Enfin, bien sûr, au delà des différences dans le calcul, on trouve aussi des énormités : un couple au RSA ne touchera pas 2 RSA mais 1,5 RSA et subira le retrait de certaines prestations familiales. Ça fait 787€ de RSA – 125€ de forfait logement si le couple perçoit les APL soit… 662€ pour vivre A DEUX. Sans oublier que tout revenu apporté par un enfant à charge sera déduit du montant du RSA versé à l’ensemble du foyer. L’Amérique.
Les minima sociaux actuels, tout imparfaits et inefficaces qu’ils soient, représentent tout de même un quart du revenu des ménages les plus pauvres. C’est considérable. On rit jaune quand on voit que le gouvernement en a généreusement revalorisé certains, dont le RSA, à hauteur de 0,52€ mensuels. Même pas de quoi se payer une baguette par mois.
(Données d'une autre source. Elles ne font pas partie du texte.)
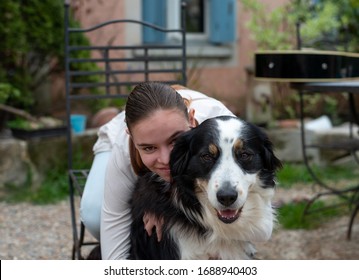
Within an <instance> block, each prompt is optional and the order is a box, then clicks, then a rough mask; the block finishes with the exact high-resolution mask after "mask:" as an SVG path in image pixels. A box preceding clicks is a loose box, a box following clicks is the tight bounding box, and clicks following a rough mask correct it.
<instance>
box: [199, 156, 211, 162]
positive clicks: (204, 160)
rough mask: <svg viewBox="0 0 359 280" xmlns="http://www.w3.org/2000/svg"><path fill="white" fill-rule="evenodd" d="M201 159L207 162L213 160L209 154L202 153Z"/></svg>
mask: <svg viewBox="0 0 359 280" xmlns="http://www.w3.org/2000/svg"><path fill="white" fill-rule="evenodd" d="M201 159H202V160H203V161H207V162H210V161H213V160H214V158H213V156H212V155H211V154H203V155H201Z"/></svg>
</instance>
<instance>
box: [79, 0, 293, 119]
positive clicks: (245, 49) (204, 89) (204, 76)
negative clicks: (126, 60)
mask: <svg viewBox="0 0 359 280" xmlns="http://www.w3.org/2000/svg"><path fill="white" fill-rule="evenodd" d="M262 2H263V3H264V4H265V5H267V7H268V11H269V10H271V9H272V8H273V7H276V6H279V5H282V4H283V3H285V2H288V0H262ZM73 3H74V7H75V10H76V18H77V19H79V20H80V21H81V23H82V25H83V26H91V25H94V24H97V23H100V22H102V21H105V20H109V19H114V18H123V16H124V9H125V8H126V7H124V5H125V1H123V0H106V1H105V0H78V1H73ZM247 20H248V15H247V14H246V12H245V11H244V10H243V9H242V6H241V1H240V0H237V33H238V34H237V38H238V40H237V42H236V44H237V48H236V52H237V54H236V57H237V59H236V61H235V63H232V64H231V66H221V65H218V66H215V67H204V68H203V69H202V70H201V75H200V77H199V79H198V80H197V81H196V83H195V84H191V81H190V83H189V84H188V86H189V87H193V88H195V89H197V90H200V91H202V92H204V93H206V94H208V95H211V96H213V97H215V98H217V99H220V100H222V101H224V102H225V103H226V104H228V106H229V107H231V109H232V110H233V111H235V112H236V113H237V114H239V115H240V116H244V114H245V113H244V112H245V100H246V95H247V94H250V89H249V88H248V83H247V72H246V68H247V67H249V66H251V65H252V64H253V52H254V51H255V49H256V48H255V43H254V42H253V40H252V39H251V34H250V33H249V31H248V30H247V28H246V26H245V25H246V21H247ZM123 33H124V30H123V29H112V30H111V28H109V30H108V31H106V34H105V33H100V34H96V35H90V38H91V40H94V41H97V42H98V41H104V42H107V41H109V40H114V42H113V43H114V44H121V43H122V40H123V37H124V36H121V34H123Z"/></svg>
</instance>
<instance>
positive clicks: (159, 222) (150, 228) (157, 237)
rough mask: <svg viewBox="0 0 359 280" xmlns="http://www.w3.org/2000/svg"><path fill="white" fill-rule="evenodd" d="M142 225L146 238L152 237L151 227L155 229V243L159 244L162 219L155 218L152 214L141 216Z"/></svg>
mask: <svg viewBox="0 0 359 280" xmlns="http://www.w3.org/2000/svg"><path fill="white" fill-rule="evenodd" d="M143 223H144V225H145V230H146V231H147V234H148V236H151V235H152V230H153V227H156V234H157V241H158V242H160V241H161V239H162V226H163V223H164V221H163V218H157V217H156V216H155V215H154V214H152V213H145V215H143Z"/></svg>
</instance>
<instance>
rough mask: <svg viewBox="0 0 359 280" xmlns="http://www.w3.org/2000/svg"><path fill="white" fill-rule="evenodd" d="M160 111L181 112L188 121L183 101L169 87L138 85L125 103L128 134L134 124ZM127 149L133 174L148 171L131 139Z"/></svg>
mask: <svg viewBox="0 0 359 280" xmlns="http://www.w3.org/2000/svg"><path fill="white" fill-rule="evenodd" d="M160 109H161V110H168V109H178V110H179V111H181V112H183V114H184V116H185V118H186V119H187V120H188V119H189V117H188V112H187V106H186V103H185V101H184V100H183V98H182V97H181V95H180V94H179V93H178V92H177V91H176V90H174V89H173V88H172V87H171V86H170V85H167V84H164V83H158V82H144V83H140V84H138V85H137V86H136V87H135V88H134V89H133V90H132V92H131V93H130V94H129V96H128V99H127V103H126V113H125V120H126V124H127V128H128V130H129V132H130V133H131V128H132V127H133V126H134V125H135V124H136V123H138V122H139V121H141V120H143V119H145V118H147V117H148V116H149V115H151V114H152V113H153V112H154V111H157V110H160ZM129 149H130V158H131V164H132V167H133V169H134V171H135V173H136V174H137V175H141V174H143V173H144V172H146V171H148V169H147V167H146V166H145V165H144V163H143V162H142V159H141V156H140V154H139V153H138V151H137V149H136V147H135V145H134V143H133V141H132V139H130V145H129Z"/></svg>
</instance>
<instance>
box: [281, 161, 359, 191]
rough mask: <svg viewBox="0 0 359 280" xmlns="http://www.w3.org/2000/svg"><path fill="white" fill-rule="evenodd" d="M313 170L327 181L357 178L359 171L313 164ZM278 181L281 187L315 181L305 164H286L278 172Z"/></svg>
mask: <svg viewBox="0 0 359 280" xmlns="http://www.w3.org/2000/svg"><path fill="white" fill-rule="evenodd" d="M312 170H313V171H314V173H315V174H316V175H317V176H318V177H319V178H323V180H325V181H331V182H338V181H340V180H349V181H351V180H353V181H354V180H356V179H357V178H358V173H359V171H356V170H354V171H353V169H351V168H348V167H347V166H333V165H330V166H326V167H322V166H317V165H314V166H312ZM277 181H278V182H279V184H280V187H283V188H291V187H292V186H293V185H294V184H298V183H301V184H313V183H314V182H315V181H314V180H313V178H312V177H311V175H310V173H309V171H308V170H307V168H306V167H305V165H304V164H284V166H283V168H282V169H281V170H279V171H278V173H277Z"/></svg>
Enfin, ce qui caractérise les minima sociaux, c’est l’important taux de non recours, c’est à dire de personnes qui ont des droits mais qui ne les font pas valoir. Selon les prestations, cela peut aller de 35% des destinataires (pour le RSA) à 87% pour d’autres aides, comme l’aide à l’acquisition d’une complémentaire santé, qui permet de se payer une mutuelle. Les raisons qui amènent les personnes à ne pas exiger leurs droits sont diverses et vont du manque d’information à la peur d’être stigmatisées comme “assistées”. Parmi elles, certains ne savent pas, d’autres ont peur mais il y aussi pas mal de monde qui dépose un dossier et n’a jamais de réponse.
Voilà un peu la situation actuelle, déplorable et concrètement inefficace pour permettre aux personnes qui perçoivent ces droits de sortir de la pauvreté. Alors que 10% de la population est concernée par cette “refondation” à venir, et qu’on chante les louanges, notamment à droite (ce qui devrait nous alerter) du “revenu de base” qui viendrait remplacer les allocs existantes, que vont devenir les allocataires des minimas sociaux ? Réponse bientôt.
1. Contrairement, par exemple, aux allocations chômage, qui fonctionnent comme une assurance : on cotise pendant qu’on travaille puis, lorsqu’on est au chômage, on “récupère” via l’allocation.